I came to Guatemala City for the weekend on my way to Honduras. I heard there wasn’t much to do or see, and that it is very dangerous. It’s all relative, I suppose, but I had a good time here.
And how could I not have a good time? Look at the first cafe I found here! Cafe Leon. Leon is my favorite city in Mexico. And the three pictures seen at the entrance are Gandhi, a hero, Nelson Mandela, a hero, and John Lennon, singer of my favorite song Imagine.
Mercado Sur Dos is the central market for food, household goods, and there is a sizable clothes market as well. Below are a few pictures.
Interestingly, you can find raw loofa here. I heard it is a byproduct of a vegetable that is grown here, but I’m not sure. And as I’ve mentioned before, I love street food and for breakfast I had a cup of fruit and some freshly grilled tamales.
6th Avenue is a pedestrian street that links Plaza Municipal/Mercado Sur Dos with Central Park. It’s a great walk and there are many interesting things to see along the way. There are a lot of churches, museums, and stores worth checking out. Unfortunately, due to the omnipresent security problem, you’ll find security guards at most stores holding pistols or gigantic guns.
In Guatemala there are many “Ropa Americana” (American Clothes) stores. They are donated from the US and it offers Guatemalans the opportunity to buy clothes at a reduced price.
The store I went to was pretty big. I think it’s a chain here. It’s called Megapaca. I browsed through some clothes and all were in like-new condition. No rips or fading. Shirts were around $1-$2 and jeans $4-$6.

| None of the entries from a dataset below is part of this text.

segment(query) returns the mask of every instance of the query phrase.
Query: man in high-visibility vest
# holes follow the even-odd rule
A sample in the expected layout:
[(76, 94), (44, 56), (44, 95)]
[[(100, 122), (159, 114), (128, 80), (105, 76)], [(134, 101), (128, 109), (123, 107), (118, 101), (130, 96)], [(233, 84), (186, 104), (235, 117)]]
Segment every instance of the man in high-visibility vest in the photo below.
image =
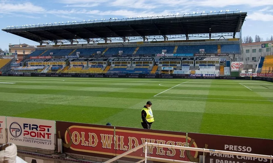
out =
[(141, 110), (141, 125), (144, 129), (150, 129), (152, 124), (154, 121), (151, 108), (152, 105), (152, 102), (149, 101)]

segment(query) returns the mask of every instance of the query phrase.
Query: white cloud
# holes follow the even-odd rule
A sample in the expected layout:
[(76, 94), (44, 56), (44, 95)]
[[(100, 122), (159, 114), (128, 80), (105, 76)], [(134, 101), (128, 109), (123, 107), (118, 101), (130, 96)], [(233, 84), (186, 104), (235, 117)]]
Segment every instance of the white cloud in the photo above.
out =
[(0, 13), (39, 13), (45, 11), (44, 8), (35, 6), (30, 2), (23, 4), (0, 3)]
[(248, 5), (252, 7), (273, 5), (273, 1), (267, 0), (155, 0), (155, 1), (164, 4), (166, 6), (172, 6), (188, 5), (192, 6), (197, 6), (219, 8), (242, 5)]
[(273, 21), (273, 15), (256, 12), (252, 14), (249, 14), (247, 18), (253, 20), (264, 22), (272, 21)]

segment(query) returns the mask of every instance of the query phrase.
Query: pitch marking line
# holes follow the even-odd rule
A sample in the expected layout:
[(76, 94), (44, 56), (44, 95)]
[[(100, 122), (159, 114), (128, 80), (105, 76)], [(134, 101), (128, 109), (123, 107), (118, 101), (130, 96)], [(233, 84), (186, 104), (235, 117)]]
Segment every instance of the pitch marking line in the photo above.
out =
[(233, 99), (232, 98), (202, 98), (199, 97), (176, 97), (173, 96), (158, 96), (157, 97), (170, 97), (176, 98), (201, 98), (202, 99), (215, 99), (216, 100), (245, 100), (247, 101), (272, 101), (272, 100), (250, 100), (248, 99)]
[(252, 90), (251, 89), (249, 88), (248, 88), (248, 87), (246, 86), (245, 86), (245, 85), (244, 85), (244, 84), (241, 84), (241, 83), (239, 83), (239, 84), (241, 84), (241, 85), (242, 85), (242, 86), (245, 86), (245, 87), (247, 88), (248, 88), (248, 89), (249, 89), (250, 91), (252, 91)]
[(269, 83), (264, 83), (263, 82), (261, 82), (258, 81), (256, 81), (257, 82), (259, 82), (259, 83), (263, 83), (264, 84), (269, 84), (269, 85), (273, 85), (273, 84), (269, 84)]
[(164, 91), (163, 91), (163, 92), (160, 92), (160, 93), (159, 93), (157, 95), (154, 95), (154, 97), (156, 96), (157, 96), (157, 95), (160, 95), (160, 94), (161, 94), (161, 93), (163, 93), (163, 92), (166, 92), (166, 91), (167, 91), (170, 90), (170, 89), (172, 89), (172, 88), (174, 88), (174, 87), (176, 87), (176, 86), (179, 86), (179, 85), (180, 85), (180, 84), (183, 84), (183, 83), (187, 83), (187, 82), (189, 82), (189, 81), (190, 81), (190, 80), (189, 80), (189, 81), (186, 81), (186, 82), (184, 82), (184, 83), (180, 83), (180, 84), (177, 84), (177, 85), (176, 85), (176, 86), (173, 86), (173, 87), (172, 87), (172, 88), (169, 88), (169, 89), (167, 89), (167, 90), (165, 90)]
[(159, 84), (159, 85), (160, 86), (164, 86), (164, 87), (171, 87), (171, 86), (162, 86), (162, 85), (161, 85), (161, 84), (164, 84), (164, 83), (160, 83), (160, 84)]

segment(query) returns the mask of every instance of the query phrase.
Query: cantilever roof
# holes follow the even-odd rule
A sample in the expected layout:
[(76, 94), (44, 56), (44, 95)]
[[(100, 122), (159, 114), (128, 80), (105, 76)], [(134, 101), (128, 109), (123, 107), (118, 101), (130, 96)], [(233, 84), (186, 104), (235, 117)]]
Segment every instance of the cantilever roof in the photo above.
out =
[(229, 12), (13, 27), (4, 31), (37, 42), (62, 39), (233, 33), (247, 13)]

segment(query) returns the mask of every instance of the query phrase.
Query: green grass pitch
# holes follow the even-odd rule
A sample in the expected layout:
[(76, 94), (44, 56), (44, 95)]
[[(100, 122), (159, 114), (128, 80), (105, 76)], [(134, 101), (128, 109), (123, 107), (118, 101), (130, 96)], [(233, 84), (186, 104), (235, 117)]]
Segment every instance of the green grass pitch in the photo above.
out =
[(0, 115), (273, 139), (273, 83), (265, 81), (0, 77)]

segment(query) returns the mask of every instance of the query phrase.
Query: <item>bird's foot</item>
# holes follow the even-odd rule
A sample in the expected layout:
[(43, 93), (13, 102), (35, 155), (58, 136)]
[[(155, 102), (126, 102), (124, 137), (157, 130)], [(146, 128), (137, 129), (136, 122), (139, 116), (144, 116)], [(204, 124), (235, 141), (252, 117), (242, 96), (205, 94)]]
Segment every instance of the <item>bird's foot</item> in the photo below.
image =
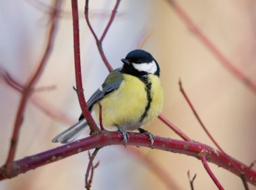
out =
[(118, 128), (119, 131), (121, 132), (121, 133), (123, 135), (123, 145), (126, 147), (126, 146), (127, 145), (128, 140), (129, 140), (129, 134), (128, 134), (127, 132), (124, 128), (123, 128), (121, 126), (117, 126), (117, 128)]
[(150, 140), (151, 142), (150, 147), (152, 147), (154, 144), (154, 140), (155, 140), (155, 136), (154, 136), (154, 134), (141, 128), (139, 128), (138, 130), (139, 133), (146, 134), (148, 136), (149, 140)]

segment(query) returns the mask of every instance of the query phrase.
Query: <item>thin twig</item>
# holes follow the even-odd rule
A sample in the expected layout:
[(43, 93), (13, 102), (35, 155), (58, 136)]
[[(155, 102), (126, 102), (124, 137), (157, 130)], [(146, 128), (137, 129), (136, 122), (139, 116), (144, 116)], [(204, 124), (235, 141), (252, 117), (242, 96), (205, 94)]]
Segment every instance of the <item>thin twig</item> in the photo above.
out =
[(193, 20), (187, 14), (183, 9), (174, 0), (168, 0), (169, 4), (172, 5), (177, 15), (181, 17), (187, 28), (192, 31), (196, 37), (205, 45), (206, 48), (219, 60), (220, 62), (229, 70), (236, 79), (239, 79), (246, 86), (247, 86), (254, 93), (256, 93), (256, 83), (253, 82), (249, 78), (245, 75), (238, 68), (234, 66), (230, 60), (217, 48), (217, 47), (210, 41), (205, 34), (195, 24)]
[(197, 111), (195, 110), (195, 107), (193, 106), (192, 103), (189, 100), (188, 96), (187, 95), (187, 93), (185, 93), (183, 86), (182, 86), (182, 83), (181, 79), (179, 81), (179, 85), (180, 87), (180, 91), (181, 93), (183, 94), (183, 97), (186, 99), (187, 103), (189, 104), (190, 108), (192, 109), (193, 113), (194, 113), (195, 117), (197, 118), (198, 122), (200, 124), (201, 126), (203, 128), (203, 130), (205, 132), (207, 135), (209, 136), (209, 138), (212, 140), (212, 141), (214, 142), (214, 144), (217, 146), (217, 148), (221, 150), (222, 152), (224, 152), (224, 150), (222, 148), (220, 147), (220, 146), (217, 143), (217, 142), (215, 140), (215, 139), (213, 138), (212, 134), (210, 133), (208, 130), (206, 128), (205, 126), (203, 124), (202, 120), (201, 120), (199, 115), (198, 115)]
[(248, 167), (248, 169), (247, 169), (247, 170), (246, 171), (241, 172), (241, 174), (240, 174), (240, 177), (242, 179), (243, 184), (244, 185), (244, 187), (245, 187), (245, 190), (249, 190), (249, 186), (248, 186), (248, 183), (247, 183), (247, 179), (246, 179), (246, 173), (247, 173), (247, 172), (249, 170), (250, 170), (251, 169), (252, 169), (254, 167), (254, 165), (255, 165), (255, 163), (256, 163), (256, 160), (251, 163), (251, 164), (249, 166), (249, 167)]
[(46, 49), (44, 50), (44, 54), (40, 60), (40, 62), (38, 64), (38, 66), (36, 70), (36, 72), (33, 74), (31, 79), (28, 81), (26, 85), (24, 88), (24, 91), (22, 92), (22, 96), (20, 101), (20, 105), (17, 111), (16, 117), (15, 121), (15, 124), (13, 127), (13, 131), (12, 134), (12, 137), (11, 140), (10, 148), (9, 150), (8, 156), (5, 162), (5, 166), (7, 168), (6, 172), (7, 174), (9, 174), (12, 171), (13, 164), (12, 161), (13, 160), (16, 149), (17, 149), (17, 144), (18, 142), (18, 136), (20, 134), (20, 126), (22, 123), (22, 120), (24, 118), (24, 111), (27, 105), (28, 99), (30, 97), (32, 89), (36, 85), (38, 79), (41, 76), (43, 68), (47, 62), (48, 58), (51, 54), (51, 50), (53, 45), (53, 42), (55, 40), (55, 34), (56, 32), (57, 25), (58, 22), (58, 15), (59, 7), (61, 6), (61, 1), (56, 0), (54, 3), (54, 9), (52, 13), (52, 17), (51, 19), (51, 24), (49, 26), (49, 32), (47, 34), (47, 44), (46, 46)]
[(220, 181), (215, 177), (214, 174), (212, 173), (211, 169), (210, 168), (204, 153), (201, 154), (201, 160), (203, 164), (204, 168), (209, 174), (210, 177), (212, 178), (212, 181), (214, 182), (215, 185), (216, 185), (217, 187), (219, 189), (224, 190), (224, 189), (223, 188), (222, 185), (220, 184)]
[(92, 134), (100, 129), (95, 123), (92, 115), (87, 107), (86, 99), (84, 95), (83, 84), (81, 75), (81, 64), (80, 64), (80, 45), (79, 45), (79, 17), (77, 0), (71, 0), (72, 4), (72, 17), (73, 17), (73, 44), (74, 44), (74, 58), (75, 58), (75, 82), (76, 91), (80, 104), (82, 111), (84, 116), (91, 130), (90, 134)]
[[(100, 148), (96, 148), (92, 155), (90, 155), (90, 152), (88, 152), (89, 155), (89, 163), (87, 167), (86, 173), (86, 188), (89, 190), (92, 187), (92, 178), (94, 176), (94, 169), (99, 165), (100, 162), (97, 162), (97, 163), (94, 165), (93, 161), (95, 158), (95, 156), (97, 155), (97, 153)], [(89, 178), (89, 173), (91, 172), (91, 175)]]
[[(197, 112), (195, 110), (194, 106), (193, 105), (191, 101), (190, 101), (189, 97), (187, 96), (186, 92), (185, 91), (185, 90), (184, 90), (184, 89), (183, 87), (181, 79), (179, 81), (179, 85), (180, 87), (180, 91), (181, 91), (181, 93), (183, 94), (183, 97), (186, 99), (186, 101), (187, 101), (187, 103), (189, 104), (190, 108), (193, 111), (193, 113), (194, 113), (194, 115), (195, 115), (195, 117), (197, 118), (198, 122), (200, 124), (200, 126), (202, 127), (202, 128), (203, 129), (203, 130), (206, 132), (207, 135), (211, 139), (211, 140), (214, 142), (214, 144), (217, 146), (217, 148), (220, 151), (222, 151), (224, 154), (226, 154), (226, 153), (225, 152), (225, 151), (224, 151), (224, 150), (217, 143), (217, 142), (215, 140), (215, 139), (214, 138), (214, 137), (210, 133), (210, 132), (208, 131), (208, 130), (207, 129), (207, 128), (205, 127), (205, 126), (203, 124), (203, 123), (202, 120), (201, 120), (199, 114), (197, 113)], [(232, 162), (232, 160), (231, 158), (230, 158), (230, 163), (234, 166), (234, 167), (236, 168), (237, 171), (241, 171), (241, 169)], [(246, 183), (246, 181), (245, 181), (245, 179), (243, 179), (243, 173), (241, 173), (241, 178), (242, 179), (243, 183), (244, 184), (245, 188), (245, 189), (247, 189), (246, 187), (247, 187), (247, 185), (245, 185)]]
[(189, 184), (190, 184), (190, 188), (191, 188), (191, 190), (194, 190), (194, 181), (195, 179), (195, 177), (197, 177), (197, 174), (194, 175), (194, 177), (191, 179), (190, 178), (190, 171), (188, 171), (187, 173), (187, 177), (189, 178)]
[(95, 39), (96, 44), (97, 44), (97, 47), (98, 47), (98, 51), (100, 52), (100, 56), (101, 56), (104, 64), (106, 65), (106, 68), (108, 69), (109, 72), (113, 70), (113, 68), (112, 68), (110, 64), (109, 63), (108, 59), (106, 58), (106, 57), (105, 56), (105, 54), (104, 53), (103, 48), (102, 48), (102, 42), (103, 42), (103, 40), (104, 39), (104, 38), (106, 36), (106, 33), (108, 31), (109, 28), (110, 27), (113, 21), (114, 21), (114, 19), (115, 17), (115, 15), (116, 15), (120, 1), (121, 1), (121, 0), (117, 0), (117, 3), (115, 5), (113, 10), (112, 11), (112, 14), (111, 14), (110, 17), (109, 19), (108, 23), (106, 25), (102, 36), (100, 36), (100, 40), (97, 37), (97, 35), (96, 34), (95, 31), (92, 28), (92, 26), (90, 21), (90, 19), (89, 19), (89, 15), (88, 15), (88, 14), (89, 14), (89, 0), (86, 1), (86, 7), (85, 7), (85, 9), (84, 9), (84, 14), (85, 14), (87, 24), (88, 25), (90, 30), (91, 31), (92, 35), (94, 37), (94, 39)]
[(164, 115), (160, 113), (158, 115), (158, 119), (160, 120), (164, 124), (168, 126), (172, 130), (173, 130), (177, 135), (181, 137), (184, 140), (192, 141), (192, 140), (188, 137), (185, 134), (184, 134), (181, 130), (179, 130), (177, 126), (172, 124)]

I’m a huge fan of sustainability, so on the whole this is great to see. But I wish it were cost competitive for Guatemalans to produce their own clothes. That is, obviously, far more sustainable in the long run.
As in Xela and Antigua, Central Park in Guatemala City is the main square. The National Palace, cathedral, and national library are all located here. Families come to walk and enjoy the street performances, street food, and ambiance. It is like a mini-Zocalo (Mexico City), but Zocalo didn’t have street performers or street food.
You can find the normal street food in Central Park, but there are also Granizadas stands. They make a Guatemalan version of a snow cone. But there are tons of syrups and toppings available. So give one a try when you are here.
In Mexico City I missed my chance to try a torta of cow tongue. So when I was presented with the opportunity to have a cow tongue taco, I jumped at the chance.
While she was cooking my taco, I went to the bathroom to wash my hands. When I came back she asked if I wanted to see the tongue. I said sure, thinking it would be the pieces of meat being cooked. No. It was a full tongue as you can see below.
Not daunted by this semi-disgusting visual, I ate the taco without any timidity. And to be honest, I haven’t liked the meat here in Guatemala in general. This was the most tender meat I have had so far in Guatemala, and I liked it.
When I was a little kid I was extremely picky about what I ate. I am still picky in the sense that I do my best to eat healthy. But I’ve changed my attitude and I am open to trying anything I encounter on the road. I look forward to challenging myself to try other strange-for-me dishes going forward.